Frank LoMonte told an Excellence in Journalism18 session that when he became head of the Brechner Center for Freedom of Information last year, journalists and lawyer friends told him the biggest pain point for reporters is the PIO bottleneck, or the aggressive manner in which government agencies, in particular, are policing access to information.
After the center researched the issue, he became convinced there is a legal way to attack these blockages, he said at the session, titled “Censorship by PIO: Challenging Gag Orders on News Sources,” in Baltimore, Sept. 29.
LoMonte was head of the Student Press Law Center in Washington for almost 10 years prior to taking the position at the University of Florida’s Brechner Center in 2017.
He pointed out that some people say the restrictions are legal, due in part to the 2006 Garcetti v. Ceballos Supreme Court case.

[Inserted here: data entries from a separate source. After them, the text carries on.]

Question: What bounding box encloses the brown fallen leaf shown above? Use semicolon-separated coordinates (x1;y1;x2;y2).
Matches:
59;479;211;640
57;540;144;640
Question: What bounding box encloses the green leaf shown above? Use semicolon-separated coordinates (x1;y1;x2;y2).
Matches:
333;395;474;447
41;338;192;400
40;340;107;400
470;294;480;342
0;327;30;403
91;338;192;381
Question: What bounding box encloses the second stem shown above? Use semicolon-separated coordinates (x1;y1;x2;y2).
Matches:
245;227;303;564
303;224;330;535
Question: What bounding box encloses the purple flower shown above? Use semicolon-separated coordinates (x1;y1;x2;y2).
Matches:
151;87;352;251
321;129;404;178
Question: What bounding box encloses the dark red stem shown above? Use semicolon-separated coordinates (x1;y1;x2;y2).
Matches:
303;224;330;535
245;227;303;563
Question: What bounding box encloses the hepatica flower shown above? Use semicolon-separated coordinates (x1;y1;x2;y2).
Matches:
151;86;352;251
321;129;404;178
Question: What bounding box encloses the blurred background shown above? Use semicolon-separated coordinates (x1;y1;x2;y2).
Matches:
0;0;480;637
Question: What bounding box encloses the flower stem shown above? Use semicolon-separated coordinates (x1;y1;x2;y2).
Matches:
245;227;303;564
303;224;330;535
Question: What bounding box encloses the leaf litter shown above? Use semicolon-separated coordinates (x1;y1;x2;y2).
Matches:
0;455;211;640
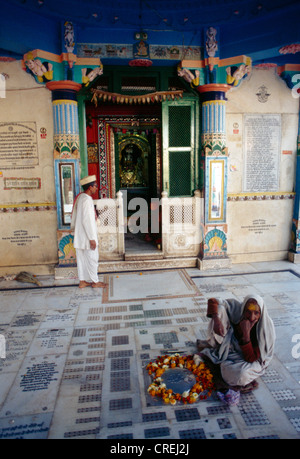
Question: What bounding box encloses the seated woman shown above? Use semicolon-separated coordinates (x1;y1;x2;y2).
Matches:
194;295;275;392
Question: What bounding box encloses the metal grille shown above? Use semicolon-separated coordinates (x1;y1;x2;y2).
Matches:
169;151;191;196
170;203;195;225
99;205;118;228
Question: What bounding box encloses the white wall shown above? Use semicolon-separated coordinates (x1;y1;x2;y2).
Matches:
226;68;299;263
0;61;58;275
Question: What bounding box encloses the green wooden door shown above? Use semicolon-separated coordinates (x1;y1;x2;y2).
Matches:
162;99;199;197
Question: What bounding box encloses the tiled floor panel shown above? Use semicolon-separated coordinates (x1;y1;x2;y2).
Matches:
0;262;300;440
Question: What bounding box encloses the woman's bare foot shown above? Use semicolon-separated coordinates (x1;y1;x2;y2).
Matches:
92;282;107;288
79;281;92;288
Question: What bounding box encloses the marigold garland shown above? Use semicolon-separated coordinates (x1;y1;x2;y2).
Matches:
146;354;214;405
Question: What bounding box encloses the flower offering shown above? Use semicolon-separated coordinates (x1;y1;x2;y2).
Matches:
146;354;214;405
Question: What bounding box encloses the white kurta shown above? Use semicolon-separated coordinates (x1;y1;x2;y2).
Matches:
71;193;99;282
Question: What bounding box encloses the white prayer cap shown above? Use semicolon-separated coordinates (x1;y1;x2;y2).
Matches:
80;175;97;186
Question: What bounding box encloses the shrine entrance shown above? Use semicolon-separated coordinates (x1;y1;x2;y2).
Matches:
87;104;162;259
115;130;161;256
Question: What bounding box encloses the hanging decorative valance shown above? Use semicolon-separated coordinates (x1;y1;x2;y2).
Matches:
91;89;183;106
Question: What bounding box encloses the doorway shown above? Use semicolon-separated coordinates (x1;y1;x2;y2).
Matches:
114;126;161;258
86;105;162;258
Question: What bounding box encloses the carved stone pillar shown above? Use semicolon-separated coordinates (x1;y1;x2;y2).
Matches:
197;83;230;269
46;80;82;267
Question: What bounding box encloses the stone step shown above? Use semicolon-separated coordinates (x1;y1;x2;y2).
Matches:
125;250;163;261
98;256;198;274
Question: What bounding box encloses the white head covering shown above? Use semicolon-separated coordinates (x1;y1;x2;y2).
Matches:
205;294;275;367
80;175;97;186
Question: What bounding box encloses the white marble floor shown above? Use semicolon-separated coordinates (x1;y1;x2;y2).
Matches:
0;261;300;441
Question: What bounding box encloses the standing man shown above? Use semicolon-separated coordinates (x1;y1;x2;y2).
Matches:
71;175;106;288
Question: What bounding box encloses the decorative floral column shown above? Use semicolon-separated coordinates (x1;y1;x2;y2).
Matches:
197;83;230;269
46;80;82;267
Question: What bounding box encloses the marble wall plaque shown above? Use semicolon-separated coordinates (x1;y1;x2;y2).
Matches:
0;122;39;169
243;114;281;192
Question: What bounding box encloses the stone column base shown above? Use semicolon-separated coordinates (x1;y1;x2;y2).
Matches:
288;252;300;263
197;257;232;271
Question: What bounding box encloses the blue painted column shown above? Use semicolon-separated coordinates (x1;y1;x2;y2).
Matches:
46;80;82;267
197;83;230;269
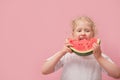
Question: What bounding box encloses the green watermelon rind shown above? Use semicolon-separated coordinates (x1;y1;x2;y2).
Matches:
70;39;101;56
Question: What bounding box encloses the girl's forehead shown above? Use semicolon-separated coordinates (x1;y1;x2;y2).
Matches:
76;25;92;29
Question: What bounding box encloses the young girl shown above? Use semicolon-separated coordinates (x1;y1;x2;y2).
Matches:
42;16;120;80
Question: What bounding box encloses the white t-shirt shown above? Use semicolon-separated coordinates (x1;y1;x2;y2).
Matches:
52;53;112;80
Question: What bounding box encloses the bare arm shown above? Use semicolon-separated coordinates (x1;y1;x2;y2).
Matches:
93;44;120;78
42;51;66;74
42;42;72;74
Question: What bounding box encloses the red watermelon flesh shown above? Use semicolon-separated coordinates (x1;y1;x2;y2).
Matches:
69;38;100;56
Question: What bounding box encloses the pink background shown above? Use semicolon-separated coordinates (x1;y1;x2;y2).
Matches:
0;0;120;80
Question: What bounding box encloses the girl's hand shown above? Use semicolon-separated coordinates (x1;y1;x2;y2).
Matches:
62;39;72;53
93;43;102;59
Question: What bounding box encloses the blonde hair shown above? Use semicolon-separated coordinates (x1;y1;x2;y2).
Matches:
72;16;96;36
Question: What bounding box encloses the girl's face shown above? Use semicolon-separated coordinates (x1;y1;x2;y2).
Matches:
73;23;94;40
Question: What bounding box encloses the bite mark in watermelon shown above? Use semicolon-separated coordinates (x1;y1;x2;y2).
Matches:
69;38;100;56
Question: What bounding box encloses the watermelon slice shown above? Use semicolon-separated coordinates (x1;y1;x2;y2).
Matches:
69;38;100;56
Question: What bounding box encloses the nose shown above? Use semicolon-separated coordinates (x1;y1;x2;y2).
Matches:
81;31;85;36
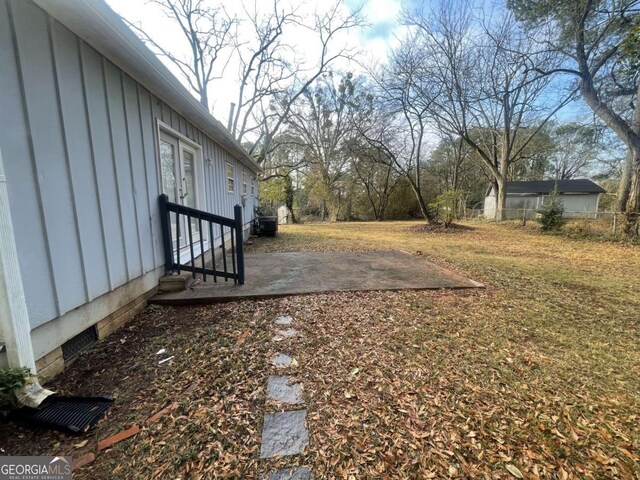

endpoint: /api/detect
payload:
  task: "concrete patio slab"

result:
[151,251,482,305]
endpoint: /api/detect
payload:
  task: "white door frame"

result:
[157,120,209,263]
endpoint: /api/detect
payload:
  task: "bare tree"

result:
[354,62,436,223]
[508,0,640,236]
[283,74,366,221]
[128,0,237,110]
[231,0,363,163]
[400,0,575,219]
[349,144,400,221]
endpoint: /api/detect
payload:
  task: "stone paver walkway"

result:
[267,375,302,405]
[260,315,311,480]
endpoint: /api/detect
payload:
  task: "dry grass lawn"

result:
[0,222,640,480]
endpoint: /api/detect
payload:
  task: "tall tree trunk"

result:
[624,149,640,237]
[496,177,507,220]
[617,148,633,212]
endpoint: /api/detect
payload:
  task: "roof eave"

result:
[34,0,263,173]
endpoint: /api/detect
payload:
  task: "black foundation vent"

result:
[62,325,98,363]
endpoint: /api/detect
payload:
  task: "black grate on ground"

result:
[12,395,113,434]
[62,325,98,363]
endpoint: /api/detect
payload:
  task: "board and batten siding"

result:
[0,0,257,328]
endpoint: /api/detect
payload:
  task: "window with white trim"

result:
[227,163,235,193]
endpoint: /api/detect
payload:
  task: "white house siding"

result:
[0,0,256,342]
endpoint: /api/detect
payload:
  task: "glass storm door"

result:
[160,132,200,252]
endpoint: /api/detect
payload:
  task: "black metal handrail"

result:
[159,194,244,285]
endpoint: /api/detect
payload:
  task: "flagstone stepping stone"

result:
[260,410,309,458]
[276,315,293,325]
[267,467,311,480]
[273,328,298,342]
[267,375,302,405]
[271,353,293,367]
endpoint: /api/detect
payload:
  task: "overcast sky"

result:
[107,0,586,125]
[107,0,406,124]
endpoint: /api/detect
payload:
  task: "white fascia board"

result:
[33,0,263,173]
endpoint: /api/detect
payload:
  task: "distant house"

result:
[484,179,605,219]
[0,0,261,375]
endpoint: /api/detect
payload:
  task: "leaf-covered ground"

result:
[0,222,640,479]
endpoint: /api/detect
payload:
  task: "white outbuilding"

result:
[484,179,606,220]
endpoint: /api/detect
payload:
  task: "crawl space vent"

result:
[62,325,98,363]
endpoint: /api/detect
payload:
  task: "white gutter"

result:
[0,151,36,374]
[33,0,262,173]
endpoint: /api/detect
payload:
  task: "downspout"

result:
[0,151,36,374]
[0,146,53,407]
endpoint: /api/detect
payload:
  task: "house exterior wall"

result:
[484,193,600,220]
[0,0,257,364]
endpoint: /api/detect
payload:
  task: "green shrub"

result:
[429,190,467,227]
[538,190,565,232]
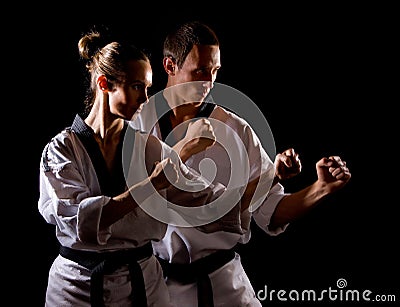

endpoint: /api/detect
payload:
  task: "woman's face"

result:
[109,60,153,120]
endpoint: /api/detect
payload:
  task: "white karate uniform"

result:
[38,115,231,307]
[134,100,287,307]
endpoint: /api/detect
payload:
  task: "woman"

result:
[38,31,228,307]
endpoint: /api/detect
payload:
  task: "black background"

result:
[10,2,400,306]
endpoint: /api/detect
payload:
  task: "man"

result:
[132,22,351,306]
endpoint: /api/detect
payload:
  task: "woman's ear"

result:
[97,75,109,91]
[163,57,176,76]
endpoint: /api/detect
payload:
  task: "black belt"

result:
[60,243,153,307]
[158,249,235,307]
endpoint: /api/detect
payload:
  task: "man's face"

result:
[173,45,221,106]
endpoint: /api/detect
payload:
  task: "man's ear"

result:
[163,57,176,76]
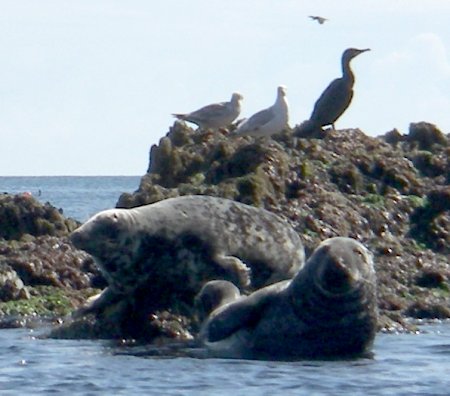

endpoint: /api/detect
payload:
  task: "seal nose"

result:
[69,230,85,249]
[321,257,354,294]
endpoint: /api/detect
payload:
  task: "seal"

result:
[70,195,304,316]
[198,237,378,360]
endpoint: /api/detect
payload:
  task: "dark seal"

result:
[199,237,378,360]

In that 5-4 decision the court said an assistant district attorney who wrote a memo taking a view in opposition to his boss could be disciplined because he was acting “pursuant to official duties.”
(It should be noted that many of the restrictions seen today got their start well before that 2006 decision.)
However, LoMonte said, “The U.S. Supreme Court has said over and over again that you do not forfeit all of your First Amendment rights just because you take a job working for the government.”
In the more recent 2014 Supreme Court case, Lane v. Franks, LoMonte said, the court, in essence, said the Garcetti decision did not mean that when people talk about their work they have no First Amendment protection. The court meant, he said, that when the employees are talking as a work assignment these restrictions on free speech might be legal.
Edward Lane was a community college employee who testified in a federal fraud case about a state representative who was put on the college payroll but did no work. Lane was fired after that trial was over. Then Lane sued Steve Franks, the community college president, for wrongful termination, alleging he was retaliated against for testimony in the fraud case, and therefore his free speech rights had been violated. The Supreme Court reversed a lower court decision that had said his free speech rights were not violated.  
The Brechner Center is trying to draw a map for media lawyers who want to take these cases on.
LoMonte also contends the gag orders may be illegal in some larger businesses due to protections under the National Labor Relations Act.
The National Labor Relations Board, which enforces the NLRA, has said many times that it regards employees’ ability to speak about their work as a necessary condition to being able to organize, according to LoMonte: “If you can’t talk about your working conditions, then you can’t make them better, right?”

Yet, he said, every reporter who has ever interacted with a private business has had an employee tell them that no one there except the public relations office is allowed to talk to reporters. LoMonte thinks many of these restrictions are on borrowed time and people will start challenging them. Exceptions to who is covered by the NRLA rules, LoMonte explained, include religious institutions, small private businesses or high-level supervisors. He also noted that reporters who are told that no one can talk to them without going through the PIOs should ask if there is a written policy and if they can see it. Sometimes, he indicated, the “rule” is just an impression that has been passed down from generation to generation of employees.

About 60 people attended the session.